To satirise this mechanism the same exaggerated way Kahneman satirised non-transitivity with the delicatessen example:
If you hear the rumble strips on the edge of the road warning you that you’re veering off: should you course correct or veer off into the ditch and kill yourself to spite the rumble strips?
A system with a failsafe mechanism is one that has a backup feature that kicks in to prevent catastrophe if something goes awry. This is why I call these kinds of behavioural patterns Failsure Mechanisms. If you allow your ego to cause you to run towards danger to spite warnings, then even tiny mistakes can end up spiralling into catastrophes.
Bringing back our mismatched thresholds again: it is a much safer way to live to have a higher threshold for being sure of something than your threshold for changing your mind because this lets you make small mistakes, and still be open to the feedback your environment is giving you to tell you to stop damaging yourself.
On the other hand: having a very low threshold for certainty but a very high threshold for changing your mind will result in you treating warnings of impending danger as if the warnings were the danger.

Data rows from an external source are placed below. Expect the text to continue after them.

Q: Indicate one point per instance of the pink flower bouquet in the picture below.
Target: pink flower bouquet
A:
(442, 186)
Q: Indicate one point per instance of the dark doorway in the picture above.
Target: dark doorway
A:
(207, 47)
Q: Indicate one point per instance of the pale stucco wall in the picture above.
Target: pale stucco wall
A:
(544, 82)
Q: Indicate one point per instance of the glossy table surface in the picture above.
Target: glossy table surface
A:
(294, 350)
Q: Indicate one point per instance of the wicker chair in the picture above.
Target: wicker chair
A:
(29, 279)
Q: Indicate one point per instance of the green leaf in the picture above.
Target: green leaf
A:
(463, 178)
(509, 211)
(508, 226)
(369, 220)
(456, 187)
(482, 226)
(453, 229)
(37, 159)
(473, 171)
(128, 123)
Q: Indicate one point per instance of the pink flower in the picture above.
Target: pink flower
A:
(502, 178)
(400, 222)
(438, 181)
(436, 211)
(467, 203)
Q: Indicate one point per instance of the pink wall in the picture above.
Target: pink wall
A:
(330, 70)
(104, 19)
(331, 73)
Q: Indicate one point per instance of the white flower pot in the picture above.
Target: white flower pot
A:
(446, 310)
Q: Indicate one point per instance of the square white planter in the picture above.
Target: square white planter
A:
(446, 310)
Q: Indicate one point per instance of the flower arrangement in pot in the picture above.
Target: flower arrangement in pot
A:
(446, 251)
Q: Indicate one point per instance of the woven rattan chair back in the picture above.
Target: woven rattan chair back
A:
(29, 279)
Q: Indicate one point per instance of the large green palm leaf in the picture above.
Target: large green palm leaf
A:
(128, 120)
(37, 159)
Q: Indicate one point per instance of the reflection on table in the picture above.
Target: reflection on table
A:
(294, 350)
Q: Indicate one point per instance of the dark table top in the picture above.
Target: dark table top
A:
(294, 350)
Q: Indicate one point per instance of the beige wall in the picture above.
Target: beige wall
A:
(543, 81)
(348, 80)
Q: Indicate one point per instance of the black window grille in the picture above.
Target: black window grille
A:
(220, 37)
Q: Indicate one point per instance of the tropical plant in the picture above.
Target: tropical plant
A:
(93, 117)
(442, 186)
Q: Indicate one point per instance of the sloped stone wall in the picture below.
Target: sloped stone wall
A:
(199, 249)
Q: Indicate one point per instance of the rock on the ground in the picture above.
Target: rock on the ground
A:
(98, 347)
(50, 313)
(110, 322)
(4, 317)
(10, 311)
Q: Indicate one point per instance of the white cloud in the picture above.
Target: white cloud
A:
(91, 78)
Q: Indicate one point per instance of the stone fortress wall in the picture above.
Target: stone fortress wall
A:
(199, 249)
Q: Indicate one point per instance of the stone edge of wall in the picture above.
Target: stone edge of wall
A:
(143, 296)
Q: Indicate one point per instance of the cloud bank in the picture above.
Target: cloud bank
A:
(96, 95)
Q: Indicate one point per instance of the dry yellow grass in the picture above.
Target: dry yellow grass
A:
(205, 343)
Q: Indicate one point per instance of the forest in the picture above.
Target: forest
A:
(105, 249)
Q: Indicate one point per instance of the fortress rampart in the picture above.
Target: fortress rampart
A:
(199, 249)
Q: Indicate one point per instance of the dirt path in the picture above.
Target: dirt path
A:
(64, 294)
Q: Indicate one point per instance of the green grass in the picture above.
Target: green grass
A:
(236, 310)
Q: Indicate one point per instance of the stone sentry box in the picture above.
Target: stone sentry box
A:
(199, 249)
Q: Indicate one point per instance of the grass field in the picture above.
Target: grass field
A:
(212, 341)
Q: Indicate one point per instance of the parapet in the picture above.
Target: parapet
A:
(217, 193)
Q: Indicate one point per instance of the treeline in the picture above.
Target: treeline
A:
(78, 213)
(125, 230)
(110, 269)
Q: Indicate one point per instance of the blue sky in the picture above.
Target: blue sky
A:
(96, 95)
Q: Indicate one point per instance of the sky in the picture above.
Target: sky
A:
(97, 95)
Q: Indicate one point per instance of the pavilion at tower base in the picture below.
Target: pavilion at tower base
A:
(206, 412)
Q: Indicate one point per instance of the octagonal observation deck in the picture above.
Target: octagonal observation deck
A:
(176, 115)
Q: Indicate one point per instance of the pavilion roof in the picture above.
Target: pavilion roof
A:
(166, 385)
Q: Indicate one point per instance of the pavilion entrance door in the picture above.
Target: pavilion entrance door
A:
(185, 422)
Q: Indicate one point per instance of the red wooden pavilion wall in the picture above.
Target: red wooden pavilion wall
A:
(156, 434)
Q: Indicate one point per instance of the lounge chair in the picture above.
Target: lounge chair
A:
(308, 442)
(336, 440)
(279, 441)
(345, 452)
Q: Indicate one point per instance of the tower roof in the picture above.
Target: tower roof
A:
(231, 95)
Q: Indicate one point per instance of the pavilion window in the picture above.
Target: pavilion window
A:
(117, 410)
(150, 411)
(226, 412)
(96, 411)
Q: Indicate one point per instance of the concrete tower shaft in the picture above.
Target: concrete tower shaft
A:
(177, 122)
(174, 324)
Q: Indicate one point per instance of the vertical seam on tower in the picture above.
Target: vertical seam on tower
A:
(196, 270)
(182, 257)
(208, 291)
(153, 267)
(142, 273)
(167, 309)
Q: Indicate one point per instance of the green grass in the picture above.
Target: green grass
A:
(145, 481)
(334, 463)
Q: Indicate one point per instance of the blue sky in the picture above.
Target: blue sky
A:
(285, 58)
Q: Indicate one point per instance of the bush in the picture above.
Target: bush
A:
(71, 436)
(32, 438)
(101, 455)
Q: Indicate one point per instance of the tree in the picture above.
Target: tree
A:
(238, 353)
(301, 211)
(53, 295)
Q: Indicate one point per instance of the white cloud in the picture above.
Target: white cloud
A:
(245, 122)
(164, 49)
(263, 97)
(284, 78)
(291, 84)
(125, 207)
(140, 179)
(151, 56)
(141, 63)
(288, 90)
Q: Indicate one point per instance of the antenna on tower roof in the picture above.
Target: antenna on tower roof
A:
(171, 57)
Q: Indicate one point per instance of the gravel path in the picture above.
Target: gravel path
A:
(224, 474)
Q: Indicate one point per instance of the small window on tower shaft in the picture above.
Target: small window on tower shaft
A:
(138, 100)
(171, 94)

Donald Trump learned this the hard way when he would punish his staff for giving him warnings or telling him bad news until he was surrounded by yes-men who would rather tell him things were hunky-dory as they were on a collision course.
Conviction + Vague = Convaguetion
As often happens, I feel we’re missing a word for the dangerous combination of conviction and certainty in a stance or idea that we’ve put precious little consideration into, or have close to zero evidence to support it. As annoying as it can be for everyone having to work or live with people who have this behavioural trait, it’s nothing next to the damage Convaguetion does to its host.